South Korea proposes new tourist zone on North Korean east coast!

Sarah Lee, Dec. 3, 2019, 11:36 a.m.


The government has accepted some of North Korea's demands to remove South Korean facilities from the scenic Mt. Kumgang resort but also mooted investment in a new tourist zone on North Korean east coast. The South Korean government and private sector invested around W1 trillion in the old hotel, chalet complex and other facilities in Mt. Kumgang, for whose demolition Seoul will now have to pay.

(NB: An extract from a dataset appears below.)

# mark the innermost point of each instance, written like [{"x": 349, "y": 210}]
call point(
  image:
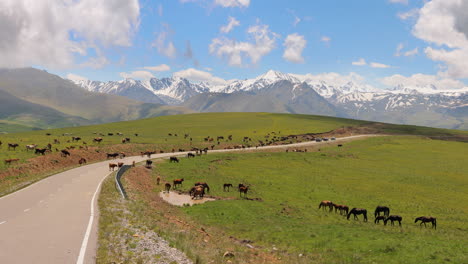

Now the government here is offering to invest more money into the Wonsan-Kalma tourist zone, which is the centerpiece of North Korean leader Kim Jong-un's money-making projects and promises to be jerry-built and in atrocious taste. Package tours to Mt. Kumgang were halted after a South Korean tourist was shot and killed by a North Korean soldier, an atrocity for which the North has never apologized, and the drab hotel complex has since been moldering away. 



The Unification Ministry in a message to North Korea last week mentioned the demolition, which Kim has been demanding since October, and apparently suggested investing in the Wonsan-Kalma tourist zone. "There was a reference to the special tourist zone being developed on the east coast, which is already mentioned in the joint declaration" announced by the leaders of the two Koreas in 2018, a government source said. "The aim was to stop the North unilaterally tearing down the South Korean facilities and initiate dialogue."

Unification Minister Kim Yeon-chul said Monday at a forum hosted by the Kwanhun Club, a fraternity of veteran journalists, "Our proposals are not specific yet. They can be discussed only if conditions are ripe."

But he stressed that the joint development of North Korea's east coast is already among the projects agreed between the two Koreas. The minister said there could be problems in bringing South Koreans to and from North Korean tourist zones including Mt. Kumgang if the North develops them on its own. He even mentioned the possibility of opening air and rail routes linking South Korea to North Korean tourist sites and possibly using cruise ships.